[SPARK-12893][YARN] Fix history URL redirect error in yarn-cluster mode #10821

jerryshao · 2016-01-18T23:58:52Z

Fix RM redirect to wrong history URL issue, details can be seen in SPARK-12893.

Please review, CC @vanzin @steveloughran , thanks a lot.

SparkQA · 2016-01-19T00:34:43Z

Test build #49637 has finished for PR 10821 at commit a853933.

This patch passes all tests.
This patch merges cleanly.
This patch adds no public classes.

steveloughran · 2016-01-19T01:42:56Z

I've been using HistoryServer.getAttemptURI() to do this mapping in the timeline integration -but that method is private[history]. The code here appears to generate the same path. Of course, making that history server method private[spark] would be the best approach if a single codepath is what you want

jerryshao · 2016-01-19T01:47:11Z

I see, thanks.

steveloughran · 2016-01-19T18:25:20Z

..but if you can't get at it, copy & paste is probably the best way to make do.
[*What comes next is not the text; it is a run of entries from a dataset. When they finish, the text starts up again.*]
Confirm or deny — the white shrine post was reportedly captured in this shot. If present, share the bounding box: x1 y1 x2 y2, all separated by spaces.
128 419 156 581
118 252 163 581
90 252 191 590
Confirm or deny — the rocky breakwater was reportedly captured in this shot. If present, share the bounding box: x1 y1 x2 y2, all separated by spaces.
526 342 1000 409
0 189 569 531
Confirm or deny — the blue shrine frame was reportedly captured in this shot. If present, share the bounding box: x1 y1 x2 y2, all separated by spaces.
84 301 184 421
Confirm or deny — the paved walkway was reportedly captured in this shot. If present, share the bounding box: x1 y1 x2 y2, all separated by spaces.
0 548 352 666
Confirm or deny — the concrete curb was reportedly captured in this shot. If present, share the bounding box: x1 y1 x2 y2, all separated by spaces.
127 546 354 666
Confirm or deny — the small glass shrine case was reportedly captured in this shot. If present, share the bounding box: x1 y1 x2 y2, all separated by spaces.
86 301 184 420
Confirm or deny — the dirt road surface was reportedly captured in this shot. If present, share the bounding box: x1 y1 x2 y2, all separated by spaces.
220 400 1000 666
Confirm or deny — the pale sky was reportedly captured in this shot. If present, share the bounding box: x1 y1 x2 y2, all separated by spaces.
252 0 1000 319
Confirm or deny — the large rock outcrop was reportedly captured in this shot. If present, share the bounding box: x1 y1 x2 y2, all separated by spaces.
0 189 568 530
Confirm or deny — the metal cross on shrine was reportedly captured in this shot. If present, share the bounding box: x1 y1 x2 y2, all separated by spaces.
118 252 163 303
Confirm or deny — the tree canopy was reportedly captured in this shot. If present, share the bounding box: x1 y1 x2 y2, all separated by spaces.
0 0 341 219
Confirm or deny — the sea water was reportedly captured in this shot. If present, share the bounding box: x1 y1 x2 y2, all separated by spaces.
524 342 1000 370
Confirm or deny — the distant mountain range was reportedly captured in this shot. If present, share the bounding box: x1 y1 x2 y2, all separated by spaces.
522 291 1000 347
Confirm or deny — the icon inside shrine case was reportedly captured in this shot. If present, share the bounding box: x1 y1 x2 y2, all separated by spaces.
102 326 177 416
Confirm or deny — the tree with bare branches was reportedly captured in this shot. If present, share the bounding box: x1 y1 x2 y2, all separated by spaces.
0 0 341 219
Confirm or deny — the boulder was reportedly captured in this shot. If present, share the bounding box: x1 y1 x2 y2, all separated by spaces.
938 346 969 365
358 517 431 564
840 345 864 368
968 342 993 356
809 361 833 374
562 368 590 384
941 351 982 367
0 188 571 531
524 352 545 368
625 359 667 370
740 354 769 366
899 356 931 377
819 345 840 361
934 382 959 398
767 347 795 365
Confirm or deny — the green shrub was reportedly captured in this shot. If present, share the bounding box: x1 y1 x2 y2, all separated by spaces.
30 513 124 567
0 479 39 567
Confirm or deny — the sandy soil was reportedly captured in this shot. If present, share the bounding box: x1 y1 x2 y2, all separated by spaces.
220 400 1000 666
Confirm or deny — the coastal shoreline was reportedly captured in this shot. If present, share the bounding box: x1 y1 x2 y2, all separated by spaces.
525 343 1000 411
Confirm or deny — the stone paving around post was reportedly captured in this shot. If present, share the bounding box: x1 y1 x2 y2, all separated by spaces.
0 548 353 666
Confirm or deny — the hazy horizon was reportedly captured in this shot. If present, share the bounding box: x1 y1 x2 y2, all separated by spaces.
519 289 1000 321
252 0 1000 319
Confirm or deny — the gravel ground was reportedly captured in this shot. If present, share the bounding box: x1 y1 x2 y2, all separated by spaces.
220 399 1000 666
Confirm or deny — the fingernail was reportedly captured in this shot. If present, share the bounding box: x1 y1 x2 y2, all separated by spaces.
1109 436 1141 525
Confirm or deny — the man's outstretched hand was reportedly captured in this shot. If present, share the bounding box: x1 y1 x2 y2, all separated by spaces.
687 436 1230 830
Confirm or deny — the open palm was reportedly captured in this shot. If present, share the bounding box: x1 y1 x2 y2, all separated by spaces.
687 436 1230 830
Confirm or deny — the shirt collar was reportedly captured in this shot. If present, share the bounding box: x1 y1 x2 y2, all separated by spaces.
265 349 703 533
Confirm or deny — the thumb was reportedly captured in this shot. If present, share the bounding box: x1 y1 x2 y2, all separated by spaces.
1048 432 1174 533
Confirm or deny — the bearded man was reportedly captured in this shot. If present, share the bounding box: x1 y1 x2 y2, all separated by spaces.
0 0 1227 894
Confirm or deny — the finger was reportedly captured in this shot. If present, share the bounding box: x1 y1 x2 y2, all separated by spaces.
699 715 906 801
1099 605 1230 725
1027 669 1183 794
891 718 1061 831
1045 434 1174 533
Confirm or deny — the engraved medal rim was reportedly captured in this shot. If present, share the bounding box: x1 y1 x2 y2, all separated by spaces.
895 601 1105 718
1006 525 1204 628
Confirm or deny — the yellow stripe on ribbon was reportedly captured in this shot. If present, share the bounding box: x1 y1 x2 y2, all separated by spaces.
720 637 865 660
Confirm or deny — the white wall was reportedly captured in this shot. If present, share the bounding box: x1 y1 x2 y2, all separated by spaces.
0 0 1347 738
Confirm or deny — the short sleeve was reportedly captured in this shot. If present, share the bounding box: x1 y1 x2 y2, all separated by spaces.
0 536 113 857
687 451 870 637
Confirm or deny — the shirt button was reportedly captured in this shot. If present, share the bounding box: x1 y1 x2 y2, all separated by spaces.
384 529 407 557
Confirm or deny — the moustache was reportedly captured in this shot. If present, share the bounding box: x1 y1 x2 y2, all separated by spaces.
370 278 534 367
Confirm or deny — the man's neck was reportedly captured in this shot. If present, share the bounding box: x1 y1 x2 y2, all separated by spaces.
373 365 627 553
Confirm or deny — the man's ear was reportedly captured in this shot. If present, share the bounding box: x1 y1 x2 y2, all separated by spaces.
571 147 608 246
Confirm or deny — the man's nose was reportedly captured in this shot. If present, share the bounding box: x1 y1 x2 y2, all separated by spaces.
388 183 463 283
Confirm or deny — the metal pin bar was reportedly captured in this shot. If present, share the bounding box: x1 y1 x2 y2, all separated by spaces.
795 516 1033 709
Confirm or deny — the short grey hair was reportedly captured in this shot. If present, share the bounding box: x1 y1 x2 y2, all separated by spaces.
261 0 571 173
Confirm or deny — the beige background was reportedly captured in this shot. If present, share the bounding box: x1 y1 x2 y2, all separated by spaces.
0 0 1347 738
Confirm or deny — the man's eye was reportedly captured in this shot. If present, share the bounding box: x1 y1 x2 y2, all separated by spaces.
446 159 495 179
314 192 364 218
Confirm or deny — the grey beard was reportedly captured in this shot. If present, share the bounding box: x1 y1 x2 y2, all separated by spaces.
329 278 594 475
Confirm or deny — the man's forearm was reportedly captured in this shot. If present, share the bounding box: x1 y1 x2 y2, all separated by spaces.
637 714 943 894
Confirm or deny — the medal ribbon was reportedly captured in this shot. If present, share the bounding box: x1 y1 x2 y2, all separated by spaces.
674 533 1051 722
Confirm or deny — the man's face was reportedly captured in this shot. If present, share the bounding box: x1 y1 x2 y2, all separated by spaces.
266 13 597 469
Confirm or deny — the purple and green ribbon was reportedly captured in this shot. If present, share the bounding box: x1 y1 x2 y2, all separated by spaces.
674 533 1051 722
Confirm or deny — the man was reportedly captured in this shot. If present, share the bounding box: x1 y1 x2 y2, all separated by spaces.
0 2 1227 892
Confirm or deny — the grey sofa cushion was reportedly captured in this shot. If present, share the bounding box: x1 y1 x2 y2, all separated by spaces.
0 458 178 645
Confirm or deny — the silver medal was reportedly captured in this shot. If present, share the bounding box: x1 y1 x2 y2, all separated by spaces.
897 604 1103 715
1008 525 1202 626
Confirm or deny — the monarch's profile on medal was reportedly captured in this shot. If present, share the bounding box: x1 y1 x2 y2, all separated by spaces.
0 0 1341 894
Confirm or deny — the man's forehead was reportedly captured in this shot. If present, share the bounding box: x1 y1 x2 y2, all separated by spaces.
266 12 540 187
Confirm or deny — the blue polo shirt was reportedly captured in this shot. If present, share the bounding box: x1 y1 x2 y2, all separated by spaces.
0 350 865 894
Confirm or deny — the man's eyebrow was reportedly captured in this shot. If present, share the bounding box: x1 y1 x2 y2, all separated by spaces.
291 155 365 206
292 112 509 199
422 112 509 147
Make the new method private[spark] and we could add a test in the history server to verify they give the same answer, always

SparkQA · 2016-01-19T21:26:49Z

Test build #49693 has finished for PR 10821 at commit a503bf7.

This patch passes all tests.
This patch merges cleanly.
This patch adds no public classes.

andrewor14 · 2016-02-01T22:01:26Z

@vanzin

tgravescs · 2016-02-24T22:53:11Z

Can you add more description here? is this only on master branch (2.0)?

jerryshao · 2016-02-25T00:34:36Z

@tgravescs , the URL here is not correct, using this URL to redirect from RM web UI to history server is not accessible, so the patch is going to fix it.

This is a bug for not only in master branch, but also for old version.

tgravescs · 2016-02-25T14:46:25Z

hmm, so my confusion is this works just fine for me on spark 1.6 running on yarn cluster.

Are you running secure hadoop or in-secure? Are you using the RM proxy?

I see where the code looks like it would have the wrong link but somehow I'm getting the correct link so I want to understand the problem fully.

Also note that when I manually go to the link with http://historyserver:18080/history/application_1455663314062_13672/1 it just redirects to http://historyserver:18080/history/application_1455663314062_13672/jobs/ when I don't have an application with multiple attempts, but when I do have an application with multiple attempts then it goes to the /1 or /2 properly.

Note I'm running on secure hadoop using the RM proxy.

I also see you are getting the double url with history/appid/1/history/appid/1, not sure why that is. I remember I'd seen something like this a long time ago but thought that was fixed.

If you manually go to the history/appid/1 what happens?

jerryshao · 2016-02-29T08:03:27Z

Hi @tgravescs , I don't enable security, and don't have specific rm proxy setting and proxy server. All use the default settings.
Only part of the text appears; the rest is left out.